Cultiver sa joie, c’est justement essayer de vivre le mieux possible dans un monde qui est très noir. Je me suis demandé comment faire pour ne pas se complaire, pour ne pas devenir cynique, malgré tout ce qu’on voit chaque soir à la télévision. Je refuse le cynisme, absolument. Je refuse d’être passive face à la douleur.

Louise Dupré

Et la différence entre le bonheur et la joie, elle tient à quoi ? « Pour moi, le bonheur, c’est un état qui vise à être permanent, alors que la joie, c’est des petits éclats. Le bonheur est plus ambitieux, c’est une perspective. La joie, ce sont des moments arrachés à la douleur, à la souffrance, qui nous font voir que le monde est beau, qu’il existe une douceur de vivre. »

Le devoir de l’espoir

Dernier titre d’une trilogie amorcée avec Plus haut que les flammes, puis poursuivie en 2016 avec La main hantée, Exercices de joie conclut une riche réflexion sur le pouvoir de la poésie face à l’horreur. Mais plutôt que de documenter cette horreur, Louise Dupré se dresse cette fois-ci en résistante, qui se laisse certes ébranler par la détresse qui l’environne, sans pour autant accepter de la laisser la corrompre : « tu cherches depuis peu/à pratiquer//la douceur//comme une discipline/de combat//une charité à te faire/à toi-même ».

« Tenter de rejoindre la joie devient comme une arme, une façon d’être qui est porteuse d’énergie, de force, de renouveau », explique celle qui parle aussi de la joie comme d’une « politesse ».

Je le dis avec un sourire, mais je pense qu’avec les autres, on a, oui, la responsabilité de cultiver autre chose que la noirceur.

Louise Dupré

On aura compris que s’exercer à la joie ne signifie pas de fleurir son petit trécarré à soi, tout en faisant la sourde oreille aux drames qui enténèbrent la planète. Tourné vers l’autre, Exercices de joie esquisse, avec une certaine teneur politique, une éthique du rapport au monde, aiguillé par des maîtres-mots comme bienveillance et tendresse.

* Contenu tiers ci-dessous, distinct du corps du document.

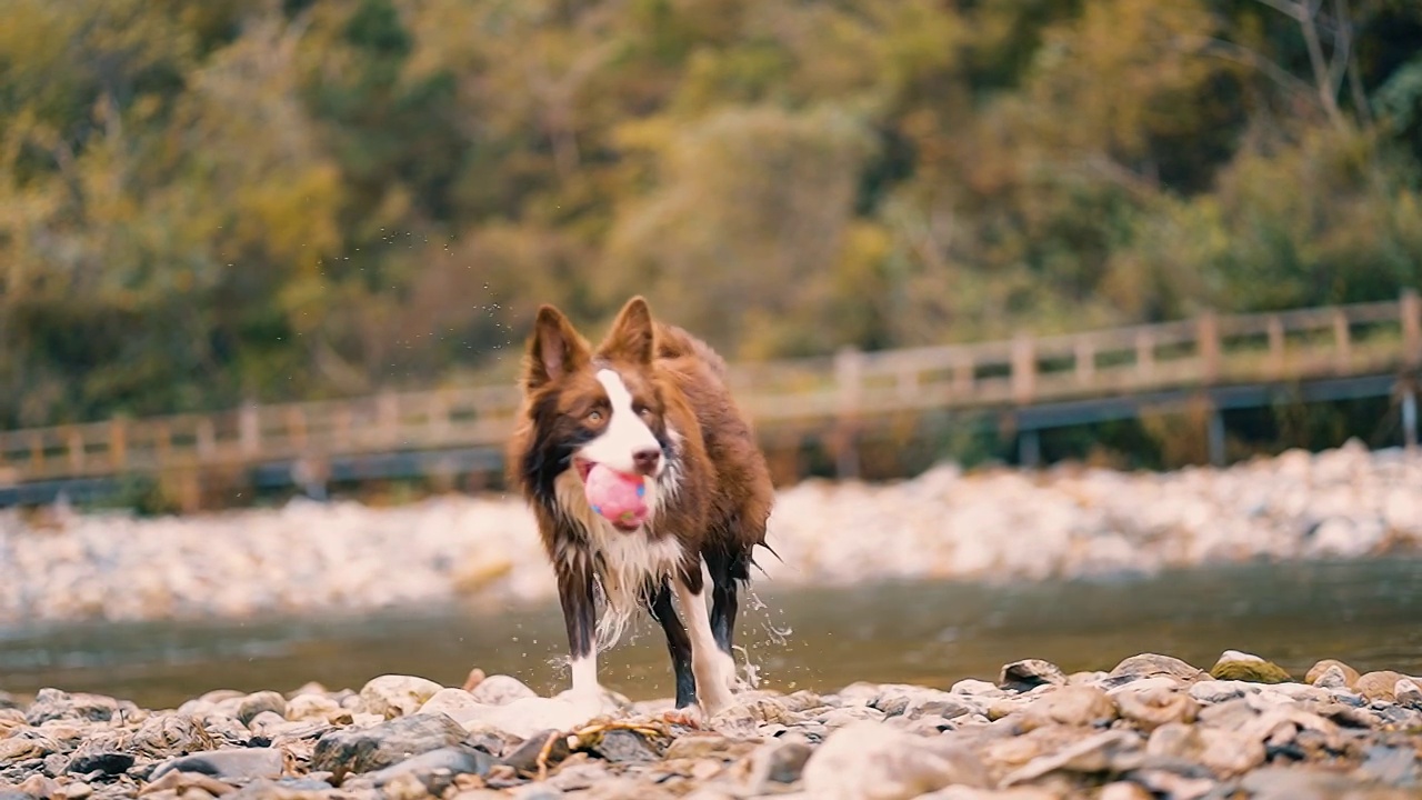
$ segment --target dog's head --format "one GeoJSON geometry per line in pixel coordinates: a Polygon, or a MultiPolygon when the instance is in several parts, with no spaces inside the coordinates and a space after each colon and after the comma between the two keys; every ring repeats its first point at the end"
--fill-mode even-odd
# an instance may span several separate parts
{"type": "Polygon", "coordinates": [[[586,480],[594,464],[657,478],[670,437],[653,364],[651,310],[633,298],[594,349],[553,306],[542,306],[523,359],[522,424],[532,426],[525,480],[550,487],[567,468],[586,480]]]}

Dédié à sa fille et à son petit-fils, Exercices de joie nomme néanmoins en de nombreuses déclinaisons l’angoisse d’une mère, qui entrevoit le moment des adieux se profiler à l’horizon. « tu as atteint l’âge/des testaments//et tu refuses/de léguer/le désespoir//malgré tes colères/légitimes/et toutes tes déceptions », écrit-elle.

PHOTO SARAH MONGEAU-BIRKETT, LA PRESSE

Louise Dupré

« La question, c’est de savoir dans quel monde on va laisser ceux qu’on aime », souligne l’autrice qui, à 73 ans, est bien sûr loin d’avoir signé son dernier poème. « Plus je vieillis, plus je réfléchis au fait que je ne serai pas toujours là. Je vois évidemment la planète se dégrader sur le plan écologique, mais il faut quand même donner l’espoir d’un avenir habitable. Quand on a des enfants, je pense qu’on n’a pas le choix. Je veux regarder du côté de la lumière, en me disant que l’être humain a toujours réussi à trouver des solutions. »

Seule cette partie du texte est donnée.